COMMENTARY: Take time to enjoy and thank others

Karl Laves

While the intensity, if not the hubris of March Madness may have been a distraction, you now face a very serious deadline in your life, and no amount of merrymaking will cause it to disappear. I am talking about the end of another school year, which for some also means the end of a college career.

And if American society isn’t bad enough at most pro-social behaviors, we really stink at the sacred exchange of emotions so commonly referred to as saying goodbye.

People come in and out of your life for the duration of your life. Whether painful or pleasant, this will happen time and time again between now and the day you leave this world.

Ready or not, it will come. So I would encourage you to start now — honing your skills at saying goodbye. Make a list of all the people who helped you out while you were here at WKU and commit to the idea of telling them goodbye.

Maybe it is the lady that took your cash or ran your card each day at lunch. Maybe it is the guy that cleaned the lockers, the library or the food court. You might want to say goodbye to the people you know at the ticket counter or the Preston Center. There might be a professor, a coach, a tutor or a lab partner that needs to hear from you.

Despite what we see on most any television channel today, truly happy people are not rich, popular or have clever (not) nicknames like Snookie. Truly happy people have friends. And to have friends, you have to express yourself. You have to let people know you appreciate them. It does as much for your ego as it does for their egos.

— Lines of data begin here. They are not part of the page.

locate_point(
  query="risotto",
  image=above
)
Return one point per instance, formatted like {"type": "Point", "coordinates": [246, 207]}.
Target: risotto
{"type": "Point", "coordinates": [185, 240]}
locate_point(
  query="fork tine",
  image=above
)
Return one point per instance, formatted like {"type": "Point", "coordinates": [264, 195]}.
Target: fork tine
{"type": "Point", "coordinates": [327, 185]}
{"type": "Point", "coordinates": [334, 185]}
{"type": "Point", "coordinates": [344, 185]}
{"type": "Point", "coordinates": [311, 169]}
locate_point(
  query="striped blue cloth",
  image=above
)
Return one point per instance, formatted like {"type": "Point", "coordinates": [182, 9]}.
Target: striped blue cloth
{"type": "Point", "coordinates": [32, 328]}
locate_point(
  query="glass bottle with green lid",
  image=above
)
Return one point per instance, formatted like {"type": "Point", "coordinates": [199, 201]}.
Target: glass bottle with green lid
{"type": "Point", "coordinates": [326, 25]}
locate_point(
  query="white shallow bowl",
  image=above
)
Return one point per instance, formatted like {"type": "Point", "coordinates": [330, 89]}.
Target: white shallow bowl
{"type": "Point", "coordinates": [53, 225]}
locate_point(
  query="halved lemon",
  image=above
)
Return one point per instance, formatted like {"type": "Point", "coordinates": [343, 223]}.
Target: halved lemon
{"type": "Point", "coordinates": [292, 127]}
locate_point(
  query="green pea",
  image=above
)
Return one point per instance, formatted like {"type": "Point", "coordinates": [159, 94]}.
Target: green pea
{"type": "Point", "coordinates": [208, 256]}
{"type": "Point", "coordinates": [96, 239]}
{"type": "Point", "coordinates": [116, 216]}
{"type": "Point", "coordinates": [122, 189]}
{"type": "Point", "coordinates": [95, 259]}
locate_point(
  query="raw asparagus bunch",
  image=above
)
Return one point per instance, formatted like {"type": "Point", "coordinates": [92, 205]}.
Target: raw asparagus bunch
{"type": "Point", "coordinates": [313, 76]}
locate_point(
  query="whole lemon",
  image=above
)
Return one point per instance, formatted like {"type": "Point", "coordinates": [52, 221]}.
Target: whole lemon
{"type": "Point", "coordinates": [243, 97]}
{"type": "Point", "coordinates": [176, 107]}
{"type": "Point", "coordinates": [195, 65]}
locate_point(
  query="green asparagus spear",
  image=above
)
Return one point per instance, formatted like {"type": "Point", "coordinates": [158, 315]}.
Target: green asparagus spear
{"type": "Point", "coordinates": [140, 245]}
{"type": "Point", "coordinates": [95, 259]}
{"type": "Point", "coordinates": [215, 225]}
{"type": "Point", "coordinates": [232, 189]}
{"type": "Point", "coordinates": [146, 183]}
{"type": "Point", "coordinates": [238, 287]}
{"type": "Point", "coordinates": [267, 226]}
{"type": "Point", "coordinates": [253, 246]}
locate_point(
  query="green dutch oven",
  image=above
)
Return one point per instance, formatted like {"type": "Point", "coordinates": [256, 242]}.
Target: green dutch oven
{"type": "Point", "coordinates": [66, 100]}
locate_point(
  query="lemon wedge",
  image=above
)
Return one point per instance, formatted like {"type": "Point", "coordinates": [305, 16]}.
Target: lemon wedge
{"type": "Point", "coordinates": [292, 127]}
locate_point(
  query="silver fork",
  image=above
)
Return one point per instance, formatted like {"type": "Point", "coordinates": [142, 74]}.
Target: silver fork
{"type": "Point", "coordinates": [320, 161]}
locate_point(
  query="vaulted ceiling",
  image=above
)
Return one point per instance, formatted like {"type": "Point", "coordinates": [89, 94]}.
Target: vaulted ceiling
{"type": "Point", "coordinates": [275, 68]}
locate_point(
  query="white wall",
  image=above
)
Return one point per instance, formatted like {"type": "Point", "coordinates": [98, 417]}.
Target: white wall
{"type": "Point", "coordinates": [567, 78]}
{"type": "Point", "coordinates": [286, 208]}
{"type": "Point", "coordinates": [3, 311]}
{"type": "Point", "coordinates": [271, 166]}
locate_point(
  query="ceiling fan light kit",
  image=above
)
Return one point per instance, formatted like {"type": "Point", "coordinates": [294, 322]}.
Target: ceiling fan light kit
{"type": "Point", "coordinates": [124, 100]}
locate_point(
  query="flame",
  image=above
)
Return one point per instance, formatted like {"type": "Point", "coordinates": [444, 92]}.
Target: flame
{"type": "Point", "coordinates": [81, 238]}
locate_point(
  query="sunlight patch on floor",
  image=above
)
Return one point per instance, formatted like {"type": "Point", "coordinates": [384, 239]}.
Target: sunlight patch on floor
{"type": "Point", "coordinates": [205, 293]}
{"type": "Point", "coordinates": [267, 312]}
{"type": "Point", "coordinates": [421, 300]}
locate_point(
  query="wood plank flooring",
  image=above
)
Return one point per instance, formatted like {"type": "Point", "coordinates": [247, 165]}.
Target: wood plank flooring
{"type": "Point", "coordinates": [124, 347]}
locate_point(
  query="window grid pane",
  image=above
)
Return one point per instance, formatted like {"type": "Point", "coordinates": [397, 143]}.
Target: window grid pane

Don’t get caught up in the hype and the rush at the end of the semester. Americans stink at closure. Take some time to say goodbye to the people that make up the memories you will carry of WKU. Because in the end when we are facing Mr. Death (and all the years between now and then), all we really have are the stories in our head of the people we like and the people that liked us. Do yourself a favor this semester. While you are busy with all the other end-of-term stuff (degree plans, paying fines, lifting holds, getting your robes, checking out of your room, hall and/or apartment), take some time to tell people goodbye.